Das Unlösbare
I
Eine Form, ein Hauch, ein Seelenschwingen
Schied vom Äther, fiel aus lichtem Blau
In des Sumpfes Schlamm und bleiern Grau,
Wo kein Himmelslicht zu ihm kann dringen,
Und ein Engel, töricht und verirrt,
Liess von Liebe sich ins Dunkel locken,
Wilder Albdruck macht das Herz ihm stocken,
Und er wehrt sich angstvoll und verwirrt,
Wie ein Schwimmer in der Nacht, o Grausen!

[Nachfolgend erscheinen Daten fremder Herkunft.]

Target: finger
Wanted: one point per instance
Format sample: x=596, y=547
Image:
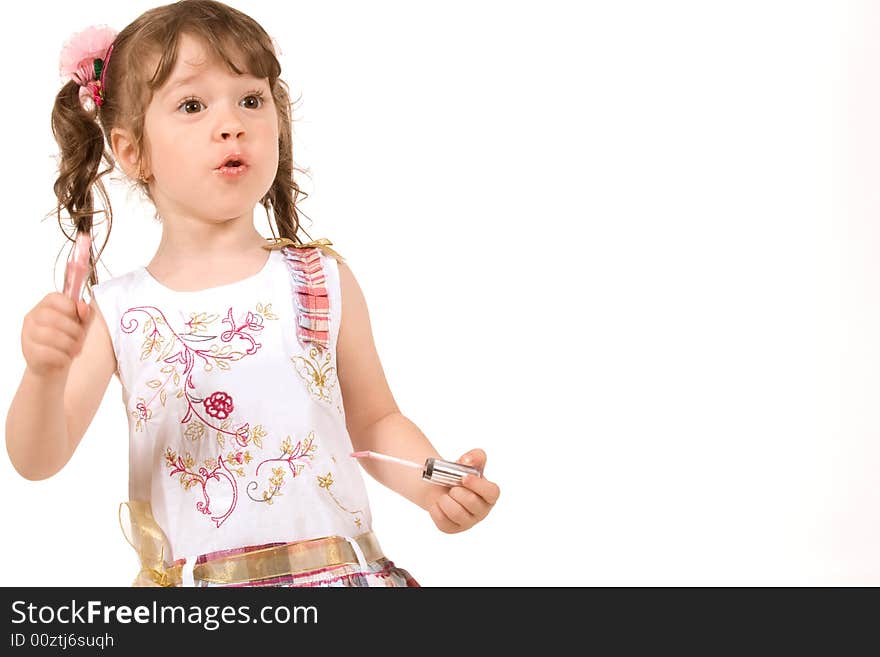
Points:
x=488, y=490
x=476, y=458
x=443, y=523
x=57, y=319
x=455, y=512
x=474, y=504
x=52, y=356
x=52, y=339
x=84, y=312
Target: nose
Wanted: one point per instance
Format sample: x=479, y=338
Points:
x=230, y=125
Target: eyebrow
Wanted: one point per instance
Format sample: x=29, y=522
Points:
x=180, y=82
x=189, y=78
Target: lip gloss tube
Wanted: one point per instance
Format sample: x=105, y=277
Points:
x=77, y=270
x=436, y=471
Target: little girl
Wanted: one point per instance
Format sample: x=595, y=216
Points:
x=246, y=392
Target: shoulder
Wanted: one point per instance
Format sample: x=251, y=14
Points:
x=353, y=303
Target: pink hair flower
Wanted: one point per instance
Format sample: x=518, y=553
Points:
x=82, y=57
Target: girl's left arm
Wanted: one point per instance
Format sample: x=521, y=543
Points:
x=375, y=423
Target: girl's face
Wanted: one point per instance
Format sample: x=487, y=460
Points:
x=202, y=115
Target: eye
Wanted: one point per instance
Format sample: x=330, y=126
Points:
x=256, y=96
x=188, y=103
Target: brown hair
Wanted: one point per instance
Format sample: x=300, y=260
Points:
x=84, y=137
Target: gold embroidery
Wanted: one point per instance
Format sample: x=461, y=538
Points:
x=320, y=377
x=266, y=311
x=326, y=482
x=195, y=430
x=141, y=413
x=304, y=449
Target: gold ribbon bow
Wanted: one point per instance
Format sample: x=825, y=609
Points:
x=323, y=244
x=151, y=545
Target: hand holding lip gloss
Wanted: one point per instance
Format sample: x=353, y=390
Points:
x=436, y=471
x=77, y=271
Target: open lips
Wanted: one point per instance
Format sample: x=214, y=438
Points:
x=233, y=160
x=233, y=165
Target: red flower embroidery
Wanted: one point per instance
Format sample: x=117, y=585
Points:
x=219, y=405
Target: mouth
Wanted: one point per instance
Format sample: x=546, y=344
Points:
x=232, y=161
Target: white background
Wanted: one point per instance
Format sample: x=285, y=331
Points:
x=628, y=248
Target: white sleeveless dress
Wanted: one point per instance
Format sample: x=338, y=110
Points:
x=237, y=432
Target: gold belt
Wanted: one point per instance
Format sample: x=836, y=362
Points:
x=151, y=544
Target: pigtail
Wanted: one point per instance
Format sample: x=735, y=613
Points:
x=81, y=142
x=281, y=198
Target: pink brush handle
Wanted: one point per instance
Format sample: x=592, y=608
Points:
x=78, y=266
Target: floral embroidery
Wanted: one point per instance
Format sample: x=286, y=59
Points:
x=294, y=457
x=219, y=405
x=318, y=372
x=141, y=413
x=325, y=483
x=175, y=351
x=212, y=469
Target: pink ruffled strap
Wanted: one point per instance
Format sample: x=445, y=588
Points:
x=310, y=297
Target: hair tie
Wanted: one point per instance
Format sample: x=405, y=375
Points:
x=84, y=59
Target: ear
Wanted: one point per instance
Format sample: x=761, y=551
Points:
x=125, y=151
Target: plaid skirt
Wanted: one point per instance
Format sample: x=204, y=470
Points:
x=381, y=572
x=345, y=565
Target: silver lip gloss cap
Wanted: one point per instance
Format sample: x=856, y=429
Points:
x=446, y=473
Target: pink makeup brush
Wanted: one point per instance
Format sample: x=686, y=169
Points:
x=437, y=471
x=78, y=266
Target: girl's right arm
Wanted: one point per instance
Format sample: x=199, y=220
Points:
x=70, y=361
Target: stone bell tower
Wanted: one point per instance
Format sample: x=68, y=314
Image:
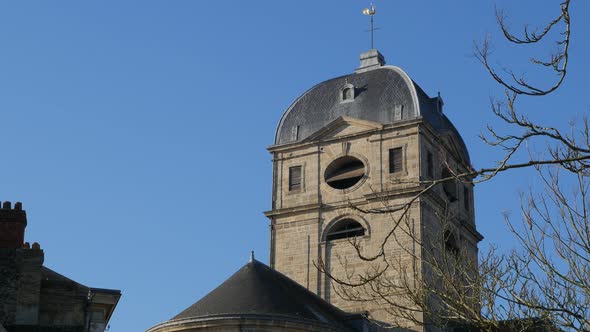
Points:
x=364, y=141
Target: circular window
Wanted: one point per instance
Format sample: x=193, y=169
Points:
x=344, y=172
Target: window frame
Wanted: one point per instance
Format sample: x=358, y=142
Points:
x=391, y=163
x=291, y=185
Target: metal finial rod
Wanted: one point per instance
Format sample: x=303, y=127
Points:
x=372, y=30
x=371, y=12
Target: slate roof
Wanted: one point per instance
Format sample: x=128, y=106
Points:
x=256, y=289
x=377, y=92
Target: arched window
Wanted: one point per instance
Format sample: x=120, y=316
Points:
x=449, y=186
x=451, y=243
x=344, y=229
x=347, y=94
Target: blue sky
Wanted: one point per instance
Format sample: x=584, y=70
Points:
x=135, y=132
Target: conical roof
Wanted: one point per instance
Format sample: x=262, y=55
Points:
x=256, y=289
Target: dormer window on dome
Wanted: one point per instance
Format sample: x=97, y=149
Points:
x=347, y=93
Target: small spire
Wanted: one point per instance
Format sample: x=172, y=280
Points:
x=370, y=12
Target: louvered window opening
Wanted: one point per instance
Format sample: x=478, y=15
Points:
x=294, y=178
x=466, y=198
x=429, y=165
x=395, y=160
x=345, y=229
x=451, y=243
x=344, y=172
x=449, y=186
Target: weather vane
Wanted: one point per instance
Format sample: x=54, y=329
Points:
x=371, y=12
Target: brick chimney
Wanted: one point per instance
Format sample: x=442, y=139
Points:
x=12, y=225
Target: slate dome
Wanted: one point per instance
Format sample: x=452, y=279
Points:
x=383, y=94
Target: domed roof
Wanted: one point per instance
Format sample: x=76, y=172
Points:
x=379, y=92
x=258, y=292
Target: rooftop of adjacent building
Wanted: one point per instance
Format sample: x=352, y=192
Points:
x=257, y=291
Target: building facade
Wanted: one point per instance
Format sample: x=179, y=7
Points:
x=35, y=298
x=349, y=155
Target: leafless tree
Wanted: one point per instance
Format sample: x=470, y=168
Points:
x=546, y=278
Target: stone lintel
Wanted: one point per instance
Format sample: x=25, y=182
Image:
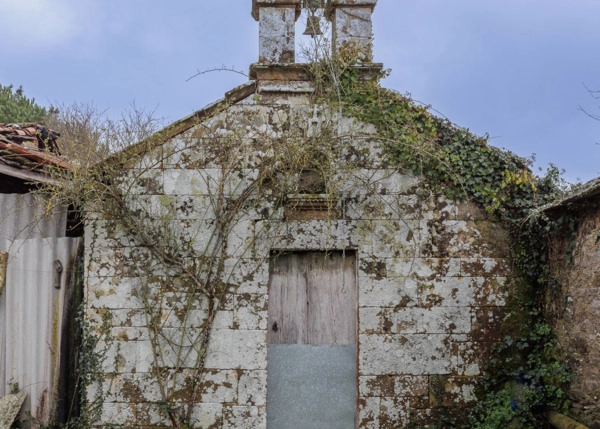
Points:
x=280, y=72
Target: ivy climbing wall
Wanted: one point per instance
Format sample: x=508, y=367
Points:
x=573, y=301
x=177, y=273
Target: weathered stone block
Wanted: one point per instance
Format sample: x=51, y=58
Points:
x=230, y=349
x=405, y=354
x=277, y=35
x=387, y=292
x=244, y=416
x=252, y=388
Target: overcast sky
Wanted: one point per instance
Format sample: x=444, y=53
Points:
x=514, y=69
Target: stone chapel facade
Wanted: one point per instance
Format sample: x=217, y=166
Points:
x=359, y=299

Gegen eines Wirbelstroms Gewalt,
Dessen Sang wie Sang von Narren schallt,
Der im Kreis sich dreht mit tollem Brausen;
Und ein Mensch, behext von böser Macht,
Will mit nutzlos hastigem Tasten fliehen
Einen Ort, wo Wurm und Schlangen ziehen,
Sucht umsonst die Tür in finstrer Nacht;
Ein Verdammter muss zum Abgrund steigen,
Keine Lampe in der Hand er trägt,
Fauler Dunst ihm feucht entgegenschlägt,
Endlos sich die steilen Treppen neigen,
Scheussliches Getier harrt unten sein,
Dessen wilden Blickes Phosphor funkeln
Macht die schwarze Nacht noch schwärzer dunkeln,
Macht nichts sichtbar als den Blick allein.
Im Polareis liegt ein Schiff gefangen,
Wie in einer Schlinge von Kristall,
Sucht vergebens in dem Riesenwall
Nach dem Spalt, durch den es einst gegangen.
Bilder eines Lebens, welches nie
Aus den Netzen des Geschicks zu lösen,
Bilder, die da zeigen, dass dem Bösen
Alles, was er tat, nach Wunsch gedieh.
II
Zweisamkeit, drin Licht und Dunkel streitet,
Lebt im Herzen, das sein Spiegel ward!
Born der Wahrheit klar und schwarz, drauf zart
Eines Sterns blasszitternd Licht hingleitet.
Doch ein Leuchtturm, höhnend in der Nacht,
Eine Fackel von des Satans Gnaden,
Einziger Trost und Ruhm auf irren Pfaden
Ist das Wissen um des Bösen Macht.
Charles Baudelaire
aus: „Les Fleurs du Mal – Die Blumen des Bösen“
Übertragung: Therese Robinson
© Georg Müller Verlag München (1925)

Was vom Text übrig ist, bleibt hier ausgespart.